One who supplies directly or through a third person a chattel for another to use is subject to liability to those whom the supplier should expect to use the chattel with the consent of the other or to be endangered by its probable use, for physical harm caused by the use of the chattel in the manner for which and by a person for whose use it is intended, if the supplier:

(a) knows or has reason to know that the chattel is or is likely to be dangerous for the use for which it is supplied, and

(b) has no reason to believe that those for whose use the chattel is supplied will realize its dangerous condition, and

(c) fails to exercise reasonable care to inform them of its dangerous condition or of the facts which make it likely to be dangerous.

The “sophisticated user” defense places a burden on the manufacturer or supplier of a product to demonstrate that the ultimate end-user of the product was a “sophisticated” user of the product.  A user is “sophisticated” when the user knew or should have known of the particular risks of harm from a product, or who can be expected to know of a product’s hazards by virtue of training, education or employment.

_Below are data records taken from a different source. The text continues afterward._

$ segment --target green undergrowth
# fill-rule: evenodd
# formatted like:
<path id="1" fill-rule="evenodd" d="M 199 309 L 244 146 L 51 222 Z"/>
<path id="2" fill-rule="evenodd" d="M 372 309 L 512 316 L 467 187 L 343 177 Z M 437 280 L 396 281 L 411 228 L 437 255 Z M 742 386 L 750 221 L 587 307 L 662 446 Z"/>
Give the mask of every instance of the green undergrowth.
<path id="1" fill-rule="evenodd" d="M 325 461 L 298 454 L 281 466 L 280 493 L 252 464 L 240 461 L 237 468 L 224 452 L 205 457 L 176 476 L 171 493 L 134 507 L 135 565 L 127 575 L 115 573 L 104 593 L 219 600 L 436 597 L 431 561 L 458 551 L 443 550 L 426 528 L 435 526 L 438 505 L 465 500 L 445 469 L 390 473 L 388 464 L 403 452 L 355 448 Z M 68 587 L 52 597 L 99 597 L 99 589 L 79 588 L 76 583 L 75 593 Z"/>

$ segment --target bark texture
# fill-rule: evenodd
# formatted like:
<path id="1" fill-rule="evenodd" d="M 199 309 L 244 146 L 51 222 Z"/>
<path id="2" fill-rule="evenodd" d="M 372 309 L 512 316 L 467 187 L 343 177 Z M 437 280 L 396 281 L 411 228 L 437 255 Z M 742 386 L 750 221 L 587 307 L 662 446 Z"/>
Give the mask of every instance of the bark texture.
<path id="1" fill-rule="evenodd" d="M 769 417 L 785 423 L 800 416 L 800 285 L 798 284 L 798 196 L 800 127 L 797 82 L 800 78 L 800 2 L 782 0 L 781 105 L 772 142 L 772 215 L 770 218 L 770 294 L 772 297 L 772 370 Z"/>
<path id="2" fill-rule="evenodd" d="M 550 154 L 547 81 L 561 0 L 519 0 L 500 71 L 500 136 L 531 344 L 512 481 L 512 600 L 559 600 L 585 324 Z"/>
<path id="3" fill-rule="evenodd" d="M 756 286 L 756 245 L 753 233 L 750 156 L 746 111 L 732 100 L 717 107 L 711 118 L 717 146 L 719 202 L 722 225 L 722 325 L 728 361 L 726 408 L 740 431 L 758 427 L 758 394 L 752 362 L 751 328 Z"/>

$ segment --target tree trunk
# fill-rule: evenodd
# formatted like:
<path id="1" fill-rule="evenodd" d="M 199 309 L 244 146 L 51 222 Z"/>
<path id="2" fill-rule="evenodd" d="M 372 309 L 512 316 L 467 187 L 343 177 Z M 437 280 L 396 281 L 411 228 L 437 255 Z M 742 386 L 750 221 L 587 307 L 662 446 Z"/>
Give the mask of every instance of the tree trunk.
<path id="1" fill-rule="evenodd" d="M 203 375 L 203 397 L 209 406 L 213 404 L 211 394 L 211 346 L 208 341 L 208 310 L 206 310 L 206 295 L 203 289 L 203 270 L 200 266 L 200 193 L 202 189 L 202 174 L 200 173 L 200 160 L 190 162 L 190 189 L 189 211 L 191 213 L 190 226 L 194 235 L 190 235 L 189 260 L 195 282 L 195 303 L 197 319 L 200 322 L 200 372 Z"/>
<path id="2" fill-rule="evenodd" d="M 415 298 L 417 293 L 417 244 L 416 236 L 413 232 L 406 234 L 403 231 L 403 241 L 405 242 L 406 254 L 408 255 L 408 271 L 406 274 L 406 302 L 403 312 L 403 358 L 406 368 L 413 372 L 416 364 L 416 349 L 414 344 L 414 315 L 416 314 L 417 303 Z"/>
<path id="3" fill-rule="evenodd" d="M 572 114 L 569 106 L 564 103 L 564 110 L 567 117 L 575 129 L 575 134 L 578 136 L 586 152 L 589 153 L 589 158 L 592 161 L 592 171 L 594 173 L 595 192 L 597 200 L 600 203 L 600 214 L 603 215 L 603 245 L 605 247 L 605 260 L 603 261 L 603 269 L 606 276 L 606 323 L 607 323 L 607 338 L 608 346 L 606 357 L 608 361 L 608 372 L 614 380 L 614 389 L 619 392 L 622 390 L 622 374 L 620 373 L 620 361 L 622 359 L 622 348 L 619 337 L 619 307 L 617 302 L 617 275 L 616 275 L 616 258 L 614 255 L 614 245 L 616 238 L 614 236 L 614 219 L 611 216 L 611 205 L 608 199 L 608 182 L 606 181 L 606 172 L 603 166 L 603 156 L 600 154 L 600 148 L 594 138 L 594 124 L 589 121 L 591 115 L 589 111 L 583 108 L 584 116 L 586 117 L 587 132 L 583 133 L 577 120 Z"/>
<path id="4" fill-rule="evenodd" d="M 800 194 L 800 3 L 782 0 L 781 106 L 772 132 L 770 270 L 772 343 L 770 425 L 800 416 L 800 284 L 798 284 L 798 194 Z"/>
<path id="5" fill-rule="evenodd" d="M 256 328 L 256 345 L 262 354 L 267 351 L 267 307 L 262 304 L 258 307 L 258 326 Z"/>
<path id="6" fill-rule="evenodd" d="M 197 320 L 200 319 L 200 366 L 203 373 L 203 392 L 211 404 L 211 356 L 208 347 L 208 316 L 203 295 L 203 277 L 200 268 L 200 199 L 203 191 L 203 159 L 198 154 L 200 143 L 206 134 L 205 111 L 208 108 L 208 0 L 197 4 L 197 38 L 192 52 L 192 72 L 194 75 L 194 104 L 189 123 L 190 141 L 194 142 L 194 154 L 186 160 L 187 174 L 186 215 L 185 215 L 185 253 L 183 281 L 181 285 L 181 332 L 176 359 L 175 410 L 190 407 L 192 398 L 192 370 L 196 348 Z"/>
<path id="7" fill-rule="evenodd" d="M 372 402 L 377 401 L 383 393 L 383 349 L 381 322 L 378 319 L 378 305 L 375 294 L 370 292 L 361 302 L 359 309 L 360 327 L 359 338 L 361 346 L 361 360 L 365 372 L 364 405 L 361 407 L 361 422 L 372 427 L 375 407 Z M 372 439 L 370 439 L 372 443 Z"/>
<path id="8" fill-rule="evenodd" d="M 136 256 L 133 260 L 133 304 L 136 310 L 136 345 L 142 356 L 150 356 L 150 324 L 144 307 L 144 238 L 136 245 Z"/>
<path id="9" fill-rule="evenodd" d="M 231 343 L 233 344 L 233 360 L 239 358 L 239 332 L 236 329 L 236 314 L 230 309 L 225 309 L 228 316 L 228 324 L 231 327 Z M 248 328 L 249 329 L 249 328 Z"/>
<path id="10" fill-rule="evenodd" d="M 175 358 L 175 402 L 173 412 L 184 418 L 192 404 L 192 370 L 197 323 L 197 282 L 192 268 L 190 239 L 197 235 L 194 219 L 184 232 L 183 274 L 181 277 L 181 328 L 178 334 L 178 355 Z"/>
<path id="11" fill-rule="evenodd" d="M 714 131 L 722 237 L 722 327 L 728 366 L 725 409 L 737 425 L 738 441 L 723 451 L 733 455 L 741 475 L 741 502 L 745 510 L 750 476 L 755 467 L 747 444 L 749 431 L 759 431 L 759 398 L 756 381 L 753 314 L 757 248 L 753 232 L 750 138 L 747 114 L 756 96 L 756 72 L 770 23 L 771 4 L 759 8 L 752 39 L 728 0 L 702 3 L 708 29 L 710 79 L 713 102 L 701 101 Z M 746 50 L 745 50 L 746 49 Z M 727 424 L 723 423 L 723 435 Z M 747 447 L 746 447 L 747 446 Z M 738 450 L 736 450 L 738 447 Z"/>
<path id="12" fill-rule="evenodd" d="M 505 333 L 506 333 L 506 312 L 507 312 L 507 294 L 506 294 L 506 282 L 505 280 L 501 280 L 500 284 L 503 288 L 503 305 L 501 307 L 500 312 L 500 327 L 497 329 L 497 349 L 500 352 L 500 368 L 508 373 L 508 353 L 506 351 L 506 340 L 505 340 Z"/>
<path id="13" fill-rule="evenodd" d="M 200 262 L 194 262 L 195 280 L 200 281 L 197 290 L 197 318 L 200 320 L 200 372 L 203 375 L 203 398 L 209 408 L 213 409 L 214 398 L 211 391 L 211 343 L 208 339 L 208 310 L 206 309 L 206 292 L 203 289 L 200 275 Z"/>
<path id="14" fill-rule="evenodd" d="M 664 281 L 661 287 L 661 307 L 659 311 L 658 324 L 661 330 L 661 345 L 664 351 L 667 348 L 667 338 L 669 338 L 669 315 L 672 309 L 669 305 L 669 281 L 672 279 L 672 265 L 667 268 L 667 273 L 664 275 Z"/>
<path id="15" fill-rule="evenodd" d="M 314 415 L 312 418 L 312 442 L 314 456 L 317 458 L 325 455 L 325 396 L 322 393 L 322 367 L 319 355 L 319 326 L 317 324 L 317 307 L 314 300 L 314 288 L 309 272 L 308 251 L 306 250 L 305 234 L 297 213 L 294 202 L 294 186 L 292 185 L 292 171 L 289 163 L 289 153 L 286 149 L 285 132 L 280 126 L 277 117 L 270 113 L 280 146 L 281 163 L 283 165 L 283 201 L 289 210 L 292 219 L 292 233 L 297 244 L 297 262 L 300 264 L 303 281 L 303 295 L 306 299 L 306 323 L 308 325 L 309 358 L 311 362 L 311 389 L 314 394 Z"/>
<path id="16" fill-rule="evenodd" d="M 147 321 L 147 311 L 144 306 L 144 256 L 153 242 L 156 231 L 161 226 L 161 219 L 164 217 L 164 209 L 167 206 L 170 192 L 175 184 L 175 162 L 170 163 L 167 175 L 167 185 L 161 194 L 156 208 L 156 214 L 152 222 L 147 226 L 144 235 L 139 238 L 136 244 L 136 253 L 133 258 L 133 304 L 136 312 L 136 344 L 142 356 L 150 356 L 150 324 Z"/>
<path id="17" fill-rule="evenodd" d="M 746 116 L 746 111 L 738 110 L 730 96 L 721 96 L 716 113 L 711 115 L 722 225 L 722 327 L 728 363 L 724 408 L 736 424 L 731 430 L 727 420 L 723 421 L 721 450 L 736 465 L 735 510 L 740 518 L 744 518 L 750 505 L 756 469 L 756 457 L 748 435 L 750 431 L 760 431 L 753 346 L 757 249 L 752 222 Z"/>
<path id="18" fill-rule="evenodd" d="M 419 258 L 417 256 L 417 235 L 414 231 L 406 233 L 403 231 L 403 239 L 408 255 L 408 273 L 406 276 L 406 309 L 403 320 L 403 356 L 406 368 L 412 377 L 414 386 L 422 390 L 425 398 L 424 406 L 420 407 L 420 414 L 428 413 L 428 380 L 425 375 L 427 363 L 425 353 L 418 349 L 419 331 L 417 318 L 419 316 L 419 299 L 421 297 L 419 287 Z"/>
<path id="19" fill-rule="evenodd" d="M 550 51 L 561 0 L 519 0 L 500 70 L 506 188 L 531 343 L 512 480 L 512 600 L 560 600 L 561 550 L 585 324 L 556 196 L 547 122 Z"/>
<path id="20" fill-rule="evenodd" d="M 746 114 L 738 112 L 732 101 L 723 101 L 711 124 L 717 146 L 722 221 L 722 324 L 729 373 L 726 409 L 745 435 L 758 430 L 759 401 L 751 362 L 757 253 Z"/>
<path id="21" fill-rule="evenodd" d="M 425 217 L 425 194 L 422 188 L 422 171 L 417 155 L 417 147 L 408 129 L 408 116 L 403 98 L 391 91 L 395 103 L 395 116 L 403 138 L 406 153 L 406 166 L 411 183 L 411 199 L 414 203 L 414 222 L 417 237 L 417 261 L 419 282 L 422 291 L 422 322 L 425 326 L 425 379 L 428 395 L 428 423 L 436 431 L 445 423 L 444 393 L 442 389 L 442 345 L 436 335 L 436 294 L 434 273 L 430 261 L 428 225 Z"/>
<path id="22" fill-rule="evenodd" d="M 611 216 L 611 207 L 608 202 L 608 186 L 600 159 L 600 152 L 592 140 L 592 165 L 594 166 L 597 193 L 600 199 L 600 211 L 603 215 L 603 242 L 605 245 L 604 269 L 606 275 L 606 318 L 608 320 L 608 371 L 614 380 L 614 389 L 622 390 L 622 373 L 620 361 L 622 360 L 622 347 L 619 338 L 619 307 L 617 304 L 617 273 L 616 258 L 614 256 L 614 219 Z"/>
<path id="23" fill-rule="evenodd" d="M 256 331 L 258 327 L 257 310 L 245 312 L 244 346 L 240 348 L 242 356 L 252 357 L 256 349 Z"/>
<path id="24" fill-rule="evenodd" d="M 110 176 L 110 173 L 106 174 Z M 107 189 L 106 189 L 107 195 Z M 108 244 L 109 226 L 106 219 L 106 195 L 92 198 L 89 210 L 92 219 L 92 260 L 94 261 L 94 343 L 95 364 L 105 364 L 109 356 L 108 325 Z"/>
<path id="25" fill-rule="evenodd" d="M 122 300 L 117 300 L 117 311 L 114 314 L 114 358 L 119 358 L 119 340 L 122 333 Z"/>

The “sophisticated purchaser” defense differs from the “sophisticated user” defense.  Under the “sophisticated purchaser” defense:

[A] manufacturer or supplier of a product is absolved of liability for any harm that comes to the ultimate end-user if (i) the manufacturer or supplier adequately warned the purchaser (which could include an intermediary such as the Navy or an employer) of the hazards associated with the product, or (ii) it was reasonable for the manufacturer or supplier to rely on the intermediary to warn the ultimate end user (e.g., the plaintiff or seaman/employee).

After comparing the two defenses, the court concluded that maritime law recognizes the “sophisticated user” defense, but not the “sophisticated purchaser” defense.  The “sophisticated user” defense was accepted–with respect to negligence, but not strict liability claims–because it furthers the policy considerations of maritime law, including participation in maritime commerce by limiting potential liabilities, and promoting uniformity in the law.  The court rejected the “sophisticated purchaser” defense because the defense would thwart the goals of maritime law.  By punting the responsibility to warn, the “sophisticated purchaser” defense would discourage commercial maritime workers and leave Navy seaman without a remedy (because Navy seaman do not have a remedy against the U.S. for asbestos-related injuries arising from their Navy service).

Having resolved the “sophisticated user” defense issue, the court then turned to the “product” involved.  Ultimately, the court concluded that the Navy ship was not a “product” within the meaning of strict products liability law.  The court reasoned:

After careful consideration, the Court concludes that, to impose upon a Navy shipbuilder potential liability for each of the thousands (if not tens of thousands) of products assembled in a Navy ship pursuant to Navy specifications, would be an undue, unmanageable, and cumulative burden likely to discourage the activity of shipbuilding.  Moreover, the Court also recognizes that the entity most knowledgeable about–and with the most control over–a given product (such as a turbine, boiler, pump, or valve) is the manufacturer of that product (rather than the shipbuilder who must handle  every product aboard the ship).

Finally, the Court finds that the role of the builder of Navy ships appears to be more like a provider of a service (assembly of an assortment of products) than a manufacturer or supplier of a product.  . . .  Accordingly, the Court concludes that a Navy ship is not a “product” within the meaning of maritime strict product liability law.

Once it resolved the issues of first impression, the court determined that the defendants were entitled to summary judgment with respect to the plaintiff’s strict liability claims.  The Navy ship was not a “product” for purposes of strict products liability law.  The defendants were not, however, entitled to summary judgment with respect to the plaintiff’s negligent failure to warn claims because none of the defendants presented evidence that the plaintiff was a sophisticated user.

Mack v. General Elec. Co., MDL No. 875, 2012 WL 4717918, slip op. (E.D. Pa. Oct. 3, 2012).